Ancak İslamiyet döneminde Adigelerin oturmuş bir Adigece
yazılarının bulunduğunu söyleyebilecek durumda da değiliz.
Bir köylü toplumu olan ve sık sık yer değiştiren Adigelerin
İslamiyet döneminde Arapça ve Türkçe öğrenim gördüklerini
biliyoruz ama bunların bir Adige yazısı geliştirdikleri konusunda
henüz yeterli bir bilgi edinmiş de değiliz.
1864 etnik temizlik ve dış göçü öncesinde Adigeler arasında bir
uyanış hareketi başlamıştı. Adigece alfabe ve yazılar belirmeye
başlamıştı. Ancak o zamanlar Karadeniz kıyısında yaşayan Adigeler
henüz tam Müslümanlaşmamıştı. Müslümanlık Türklerle sıkı ticari
(insan ticareti) ilişkileri bulunan Wubıhlar arasında daha
yaygındı. Bazı Adigeler de çoktanrıcı (politeist) ve Hıristiyanlık
karması inançlar taşıyorlardı. (Bu konuda da bkz. Çerkesya'da
değişik dinlerle ilişkili yer adları, internet) Bu gibi nedenlerle
bir Adigece yazı oluşturacak etkili bir ruhban ya da din adamları
sınıfının oluşmadığı, sınırlı Müslüman din adamları zümresini de
Arapça'yı kullanmakla yetindiklerini söyleyebiliriz.

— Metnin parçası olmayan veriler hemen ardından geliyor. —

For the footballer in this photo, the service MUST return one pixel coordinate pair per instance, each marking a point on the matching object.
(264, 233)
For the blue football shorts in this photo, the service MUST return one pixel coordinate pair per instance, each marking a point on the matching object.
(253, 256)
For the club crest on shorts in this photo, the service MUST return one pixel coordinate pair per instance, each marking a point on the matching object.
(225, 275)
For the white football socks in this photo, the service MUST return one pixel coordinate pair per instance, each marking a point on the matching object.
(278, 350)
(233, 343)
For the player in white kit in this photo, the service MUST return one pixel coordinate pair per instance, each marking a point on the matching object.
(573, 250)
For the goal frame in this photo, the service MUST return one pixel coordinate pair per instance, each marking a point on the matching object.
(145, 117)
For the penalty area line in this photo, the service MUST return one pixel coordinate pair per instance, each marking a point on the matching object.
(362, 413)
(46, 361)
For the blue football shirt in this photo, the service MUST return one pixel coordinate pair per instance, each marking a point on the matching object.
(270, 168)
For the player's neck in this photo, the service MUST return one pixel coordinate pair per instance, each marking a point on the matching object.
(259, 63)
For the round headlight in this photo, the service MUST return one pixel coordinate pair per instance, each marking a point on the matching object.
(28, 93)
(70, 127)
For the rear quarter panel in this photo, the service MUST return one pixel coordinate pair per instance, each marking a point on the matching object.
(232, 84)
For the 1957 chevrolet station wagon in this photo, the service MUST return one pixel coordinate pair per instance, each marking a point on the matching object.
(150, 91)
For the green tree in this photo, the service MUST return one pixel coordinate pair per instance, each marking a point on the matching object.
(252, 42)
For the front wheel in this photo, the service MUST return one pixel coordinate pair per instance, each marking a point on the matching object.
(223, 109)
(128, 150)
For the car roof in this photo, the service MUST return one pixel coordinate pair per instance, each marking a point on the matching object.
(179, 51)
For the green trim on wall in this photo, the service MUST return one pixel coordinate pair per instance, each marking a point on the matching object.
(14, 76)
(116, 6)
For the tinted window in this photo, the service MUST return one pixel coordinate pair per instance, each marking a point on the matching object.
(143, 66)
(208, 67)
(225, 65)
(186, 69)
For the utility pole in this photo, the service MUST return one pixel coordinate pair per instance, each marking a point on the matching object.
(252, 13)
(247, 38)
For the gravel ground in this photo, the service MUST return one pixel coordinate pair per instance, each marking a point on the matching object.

Son yıllarda yapılan bilimsel araştırmalar sonucu, özellikle
19'uncu yüzyıldan günümüze değin uzanan bir zaman kesiti içinde
hazırlanmış ya da kullanılmış Adige yazı ve alfabelerinin
bulunduğu gerçeği de ortaya çıkmıştır. Bu gibi konularda en geniş
bilgi Adige sözlük bilimcisi Fahri Huvaj'ın çalışma
ürünlerinden sağlanabilir.
İLK ADİGE ALFABELERİ VE YAZARLARI
Biz yine de ilk alfabe ve yazarlar konusunda bazı kısa bilgiler
sunalım. 19. yüzyılda ilk Adige alfabesi bir Shapsugh aydını olan
Şeretlıko Netavko Hace (Шэрэл1ыкъо Нэт1аукъо Хьаджэ)
tarafından hazırlanmıştır (tahminen 1820’li yıllarda), ancak bu
alfabe egemen sınıftan gericilerin baskıları sonucu
yaktırılmıştır. İkinci Adige yazısını Kaz-Geriy’in (Къаз-Джэрый;
1807-1863) hazırlamış, ancak o da yayınlanmadığından günümüze
erişememiştir.
Bilinen ve günümüze ulaşan ilk Adige (Kabardey) alfabesi Şor
Negume’ye (Нэгумэ Шор; 1794-1844) aittir. Negume biri Kiril
(1840), diğeri Arap-İran harfli (1843) iki el yazması alfabe
bırakmıştır.
Adige aydını Vımar Bırsey (Бырсэй Умар) “Adigece
Sözlük” (Адыгэбзэ псэлъалъэр) başlıklı ilk Adigece kitabını 14
Mart 1853’te yayınlamıştır, 14 Mart günü her yıl Adigece Günü
olarak kutlanmaktadır. (bkz. Vımar Bırsey; İlk yazar ve
yayıncımız, internet) Bırsey ayrıca 1850-1860 yılları arasında
Stavropol Lisesi’nde Adigece okutmuştur.
Daha sonra gerek Kafkasya’da ve gerekse diasporada çok sayıda
alfabe yayınlanmıştır. Bunların bazıları Arap, diğerleri Kiril ve
Latin harfleri esas alınarak düzenlenmiştir.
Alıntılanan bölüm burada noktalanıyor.